Fetihleri sadece gaza teorisiyle açıklamak tek başına Osmanlı’nın kuruluşu için yeterli değildir. Dolaysıyla Ahmet Yaşar Hocanın yorumu ve tabi ki İbni Kemal’in yorumu birçok hususu aydınlatıcı niteliktedir. Gaza kadar, ganimet, Bizans’ın içinde bulunduğu herc-ü merc,[4] yerli halkın durumu gibi farklı amiller göz önünde bulundurulmalıdır şüphesiz.
Tekrardan konumuza dönecek olursak, Geyikli Baba’nın kuşatma sırasında gösterdiği gayretin Orhan Gazi’nin de gözünden kaçmadığı kaynakların ifadelerinden anlaşılmaktadır. Geyikli Baba’dan bahseden belgede nakledilen rivayete göre, Geyikli Baba’nın bu başarısı Orhan Gazi’ye bildirilince, o da mükâfat olarak, “Baba meyhordur deyu iki yük araki ve iki yük şarap” göndermiştir. Padişahın bu jestine karşılık Geyikli Baba, “yanındaki Balım Sultan’a cevab virüb padişah bize iki yük yağ ve iki yük bal göndermişler deyü bir kazgan getirdüb ateş yakdırub kaynatdırur ve içine pirinç koyub ala zerde olub getiren adam nazarında ve hem anınile bu zerdeden padişaha gönderib ve hem ateşde yanan ateşden biraz kor bir panbuk içine koyub padişaha göndermiş”[5]
Hassaten ilk dönem Osmanlı tarihi için mebzul miktarda dervişandan ve dahî keramâtından bahsedilmektedir. Aynı zamanda bir veli için zikredilen bir keramet başka bir kitapta başka bir veli için zikredilebiliyor. Her iki veli de aynı kerameti göstermiş olamaz mı? Olabilir tabi. Fakat burda başka bir şey var. Keramet anlatısı. Anlatı o kadar yaygınlaşıyor ve ortam da o kadar müsait ki bir anda ortalık anlatı ormanına dönüşebiliyor. Mesela fi tarihinde Malatya’nın bir köyünde filanca zat için duyduğum bir kerameti yıllar sonra Gördes’te başka bir zat için aynı kerameti duydum. Acaba müritler, sizin hazret uçarsa bizimki haydi haydi uçar deyip şeyhlerini uçurmuş olabilirler mi?

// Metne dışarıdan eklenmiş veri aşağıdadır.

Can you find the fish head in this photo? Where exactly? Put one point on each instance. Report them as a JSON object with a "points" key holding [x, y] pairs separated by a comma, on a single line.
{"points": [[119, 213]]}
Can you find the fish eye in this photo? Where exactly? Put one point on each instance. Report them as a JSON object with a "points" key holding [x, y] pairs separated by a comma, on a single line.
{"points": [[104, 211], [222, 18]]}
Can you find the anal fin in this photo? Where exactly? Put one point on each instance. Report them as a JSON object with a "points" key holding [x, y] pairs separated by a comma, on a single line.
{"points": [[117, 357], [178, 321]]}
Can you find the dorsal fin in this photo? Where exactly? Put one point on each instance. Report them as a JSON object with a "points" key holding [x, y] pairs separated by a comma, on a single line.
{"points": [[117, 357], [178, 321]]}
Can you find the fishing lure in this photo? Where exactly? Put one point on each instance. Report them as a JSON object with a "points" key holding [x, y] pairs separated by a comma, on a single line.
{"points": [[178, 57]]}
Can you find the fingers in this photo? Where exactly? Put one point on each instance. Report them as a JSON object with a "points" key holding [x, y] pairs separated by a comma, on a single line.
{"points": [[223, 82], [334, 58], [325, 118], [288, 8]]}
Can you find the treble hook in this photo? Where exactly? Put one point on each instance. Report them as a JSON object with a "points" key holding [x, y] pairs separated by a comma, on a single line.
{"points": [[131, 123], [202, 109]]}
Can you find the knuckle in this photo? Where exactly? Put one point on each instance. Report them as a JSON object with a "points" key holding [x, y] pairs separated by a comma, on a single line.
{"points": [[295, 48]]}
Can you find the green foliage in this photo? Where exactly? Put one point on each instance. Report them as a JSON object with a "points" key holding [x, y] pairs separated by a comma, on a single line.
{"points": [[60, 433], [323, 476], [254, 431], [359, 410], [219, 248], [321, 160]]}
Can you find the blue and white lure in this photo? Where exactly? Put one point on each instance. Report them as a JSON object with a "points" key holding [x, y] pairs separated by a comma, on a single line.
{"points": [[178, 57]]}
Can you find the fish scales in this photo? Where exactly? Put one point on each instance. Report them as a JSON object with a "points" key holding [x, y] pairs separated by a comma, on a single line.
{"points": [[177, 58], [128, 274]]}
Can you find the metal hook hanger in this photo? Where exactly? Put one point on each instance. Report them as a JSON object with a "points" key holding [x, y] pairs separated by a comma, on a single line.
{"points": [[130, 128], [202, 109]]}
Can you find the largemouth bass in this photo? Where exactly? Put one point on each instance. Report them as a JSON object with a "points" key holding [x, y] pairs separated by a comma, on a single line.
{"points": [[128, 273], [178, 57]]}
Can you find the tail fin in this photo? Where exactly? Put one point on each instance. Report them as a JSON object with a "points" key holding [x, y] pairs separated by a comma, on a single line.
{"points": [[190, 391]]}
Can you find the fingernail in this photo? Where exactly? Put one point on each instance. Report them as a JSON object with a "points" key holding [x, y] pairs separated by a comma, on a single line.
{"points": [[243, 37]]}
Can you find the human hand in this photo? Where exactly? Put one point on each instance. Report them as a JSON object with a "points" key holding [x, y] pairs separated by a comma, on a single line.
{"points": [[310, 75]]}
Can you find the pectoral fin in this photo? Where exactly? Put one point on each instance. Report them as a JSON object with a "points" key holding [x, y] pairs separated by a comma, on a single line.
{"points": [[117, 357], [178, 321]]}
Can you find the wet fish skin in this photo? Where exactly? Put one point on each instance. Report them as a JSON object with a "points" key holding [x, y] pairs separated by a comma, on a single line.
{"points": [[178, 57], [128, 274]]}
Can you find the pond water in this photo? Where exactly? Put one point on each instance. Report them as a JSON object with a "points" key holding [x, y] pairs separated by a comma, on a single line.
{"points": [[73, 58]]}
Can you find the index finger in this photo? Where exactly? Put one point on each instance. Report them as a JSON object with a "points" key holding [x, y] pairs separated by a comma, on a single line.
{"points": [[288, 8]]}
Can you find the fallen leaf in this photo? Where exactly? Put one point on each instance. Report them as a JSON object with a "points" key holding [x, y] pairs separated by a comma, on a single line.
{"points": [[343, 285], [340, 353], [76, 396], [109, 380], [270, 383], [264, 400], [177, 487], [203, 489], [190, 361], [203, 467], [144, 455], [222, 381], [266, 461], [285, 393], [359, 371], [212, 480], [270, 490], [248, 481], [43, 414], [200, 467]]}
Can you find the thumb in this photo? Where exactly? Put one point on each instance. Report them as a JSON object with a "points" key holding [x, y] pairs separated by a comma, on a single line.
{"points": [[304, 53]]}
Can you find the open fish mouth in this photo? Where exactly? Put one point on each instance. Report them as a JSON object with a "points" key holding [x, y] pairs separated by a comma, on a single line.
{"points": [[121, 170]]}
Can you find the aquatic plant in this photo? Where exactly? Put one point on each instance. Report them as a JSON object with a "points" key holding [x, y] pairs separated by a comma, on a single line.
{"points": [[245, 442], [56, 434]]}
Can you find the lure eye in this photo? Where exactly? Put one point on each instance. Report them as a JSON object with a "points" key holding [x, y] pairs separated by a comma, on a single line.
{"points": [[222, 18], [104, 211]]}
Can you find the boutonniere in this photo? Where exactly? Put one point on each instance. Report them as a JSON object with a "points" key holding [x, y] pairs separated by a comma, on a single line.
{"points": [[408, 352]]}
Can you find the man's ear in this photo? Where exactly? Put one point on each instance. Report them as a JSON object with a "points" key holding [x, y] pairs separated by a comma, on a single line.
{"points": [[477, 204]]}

Bu yazılarımda dipnot kullanıyor olmam yazıyı sıkıcı hale getiriyor olabilir. Doğrudur bir roman yazsaydım tarihî roman yazsaydım dipnota gerek duymayabilirdim. Dolayısıyla şunu söyleyeyim. Romanlardan, filmlerden, dizilerden tarih öğrenilmez. Sadece bir ilgi, alaka yaratabilir ve bir fikir verebilir.
Anlatı ormanında gezerken Geyikli Baba için anlatılan keramete bu defa Abdal Musa hakkında rastladım.
Şeyḫ Abdal Musa meczup idi, Orhan Gazi ile Burusa fethinde hazır ve nice kerameti zahir olup cümleden bir kızıl közi bir ḳurı atılmış pamuk içine sardı, Geyiklü Baba’ya gönderdi. Geyiklü Baba dâhi bir çanaḳ ile Abdal Musa’ya süd gönderdi. Abdal Musa taaccüb eyledügin [gören] kimesne “Süd âlemde çok, bunı göndermekden murād ne ola?” didükde eyitdi: “Baba bana galebe eyledi, bu süd geyik südidür. Teshir-i hayvan müşkildür, teshir-i hububattan.” didi.[6]
Bunun gibi daha başka erenlere de meczup denilmiş. Bunun sebebi Kalenderilere meczup denilmesinden ileri gelmiş olabilir.[7]